Im NC haben wir einen dreiteiligen Prozess entwickelt, um an Identitäten zu arbeiten. Wir counseln und entlasten, und dieser Prozess erlaubt uns, auf eine gesellschaftliche Gruppe, der wir uns zugehörig fühlen, stolz zu sein, ohne uns dabei von dieser Zugehörigkeit eingrenzen zu lassen. Die drei Schritte sind: (1) Die Identifikation mit der Gruppe mit Stolz für sich zu beanspruchen und Sitzungen darüber zu machen, dass wir stolz auf unsere Gruppe sind, sowie Sitzungen zu allen Aspekten unserer Zugehörigkeit zur Gruppe und über die Gefühle, die dabei hochkommen. (2) An den Schwierigkeiten zu entlasten, die wir mit dieser Identität haben und darüber, wie uns die Gruppe restimuliert. Und (3), die Bindung an die Identität aufzugeben, sowie die Art und Weise, auf die wir uns ihr zuordnen und uns von ihr beschränken lassen. Dazu gehört auch, dass wir weiterhin auf unsere eigene, einzigartige Weise weiterwachsen, ohne das Wissen und die Fähigkeiten zu verlieren, die wir durch die Inanspruchnahme der Identität und in unseren Beziehungen zu den Menschen in der Gruppe gewonnen haben.

SEXUELLE IDENTITÄTEN

Wir sind alle von der Gesellschaft gedrängt worden, eine sexuelle Identität anzunehmen. Die meisten von uns identifizieren sich letztendlich als Heterosexuelle. Einige von uns identifizieren sich als Schwule, Lesben, Bisexuelle oder nehmen eine andere Identität an, die nicht von der Gesellschaft gefördert wird. Egal welche Identität wir angenommen haben, den Schmerzaufzeichnungen bezüglich Sex oder Verbundenheit mit anderen sind wir nicht entkommen. Alle unsere sexuellen Identitäten beinhalten viele Schmerzmuster zu Sex, die uns verwirren und es uns erschweren, über sexuelle Nähe nachzudenken ohne von verzweifelter Sehnsucht oder Angstgefühlen überwältigt zu werden. Das Gewicht der sexbezogenen Schmerzmuster, mit denen wir überhäuft wurden, ist groß. Darum ist es tatsächlich schwierig zu sagen, wie umsichtig und mit wie viel wacher Aufmerksamkeit wir fähig sind, irgendeine sexuelle Identität für uns selbst wählen zu können.

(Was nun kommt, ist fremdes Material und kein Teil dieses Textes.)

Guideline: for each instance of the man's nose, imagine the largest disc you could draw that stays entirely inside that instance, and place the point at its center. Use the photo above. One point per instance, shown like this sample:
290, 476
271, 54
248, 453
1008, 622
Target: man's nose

Eine nicht-heterosexuelle Identität anzunehmen kann es möglich machen, die Grenzen und Wirrungen rund um Nähe und Fürsorge, die Teil einer heterosexuellen Identität sind, zu hinterfragen. Die Ablehnung dieser Einschränkungen kann es ermöglichen, Fürsorge und Verbundenheit mit Menschen zu entwickeln, die gesellschaftlich geächtet sind. Dies kann sehr wichtig und sehr menschlich sein. Gemeinschaften nicht-heterosexueller Identitäten haben ihren Mitgliedern, geschützt vor gesellschaftlicher Ablehnung und Angriffen, einen Freiraum geboten, in denen menschliche Verbundenheit möglich wird. Alle von uns hätten Möglichkeiten, mehr Fürsorge und Verbundenheit mit den unterschiedlichsten Menschen zu entwickeln, gäbe es nicht die Muster rund um Verbundenheit und Sex, die derzeit Teil der Gesellschaft sind.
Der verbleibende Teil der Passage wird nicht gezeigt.